The flowers are arranged in groups of up to nine, sometimes twelve, in leaf axils near the ends of the branches, the groups on a hairy stalk 10-18 mm long, each flower on a hairy stalk 2-3 mm long. The flowers are surrounded by leafy, lance-shaped, woolly bracts and bracteoles. The five sepals are 10-14 mm long, mostly woolly and joined for about half their length into a tube with the sepal lobes 8-11 mm long. The petals are pale yellow, 14-25 mm long and joined for most of their length to form a tube which is hairy on the outside but glabrous on the inside except for a narrow ring of hairs around the ovary. There are five egg-shaped lobes on the end of the tube, the lower, central lobe 3-4 mm long and 4-6 mm wide at the base and much larger than the other lobes which are a similar size and shape to each other. The four stamens reach to near the end of the tube, the lower pair longer than the upper ones.
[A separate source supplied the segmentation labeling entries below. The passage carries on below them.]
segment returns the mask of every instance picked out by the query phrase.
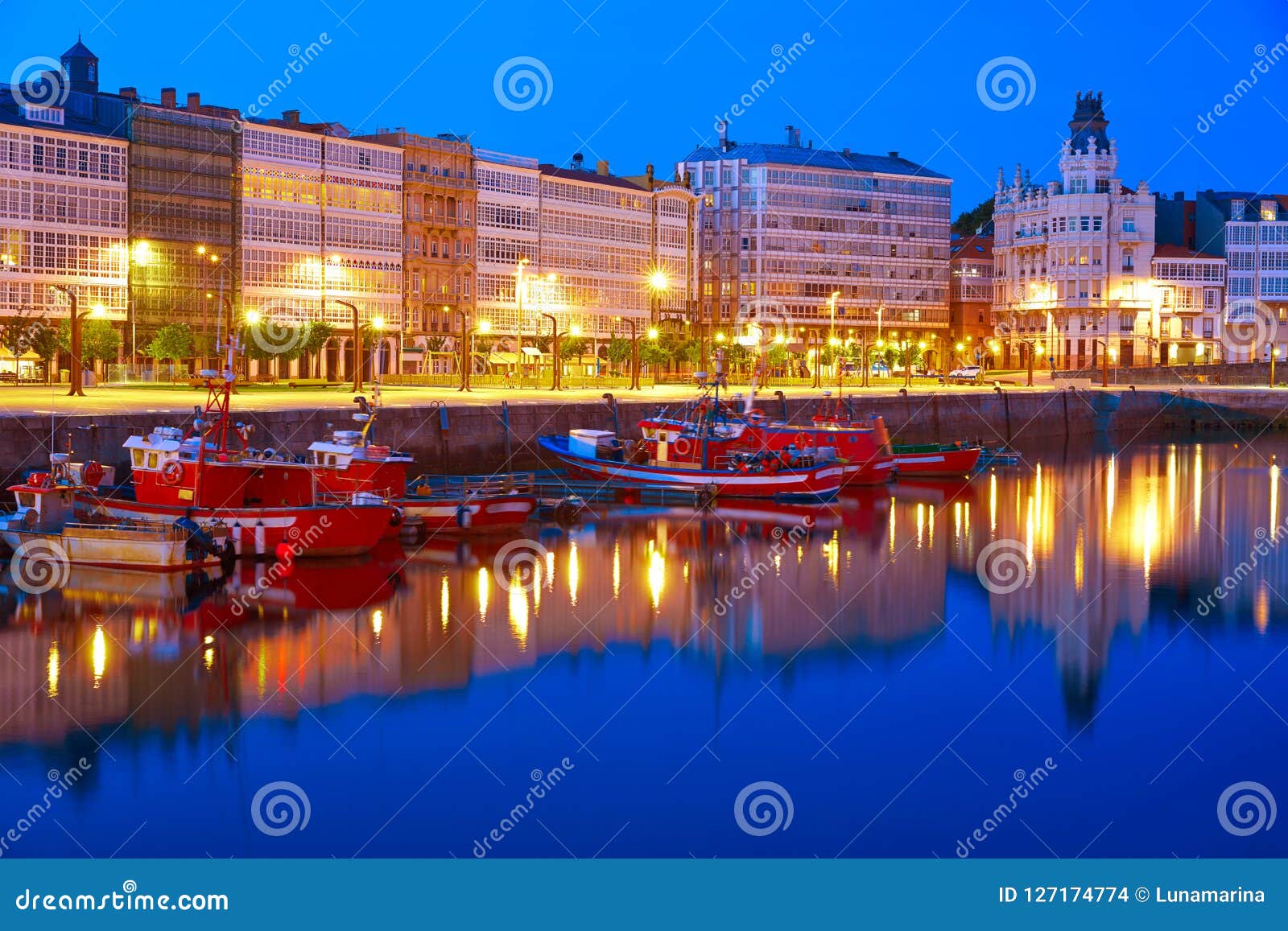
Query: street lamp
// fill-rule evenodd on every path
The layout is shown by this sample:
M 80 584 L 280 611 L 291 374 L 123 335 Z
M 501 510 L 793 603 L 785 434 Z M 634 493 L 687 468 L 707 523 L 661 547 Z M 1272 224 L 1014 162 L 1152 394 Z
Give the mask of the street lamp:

Flowering occurs from January to August and is followed from January to September by the fruit which is oval-shaped but with four distinct ridges and has the sepals attached.

==Taxonomy and naming==
This species was first formally described in 1979 by Ahmad Abid Munir from a specimen collected south of Gunbalanya (formerly called Oenpelli). It was given the name Pityrodia quadrangulata and the description was published in Journal of the Adelaide Botanic Gardens. In 2011, Barry Conn, Murray Henwood and Nicola Streiber described a new genus, Muniria and transferred this species to it.

==Distribution==
This species only occurs in Arnhem Land where it is found in Kakadu and Nitmiluk National Parks.

==Conservation==
Muniria quadrangulata is classified as "least concern" under the Territory Parks and Wildlife Conservation Act.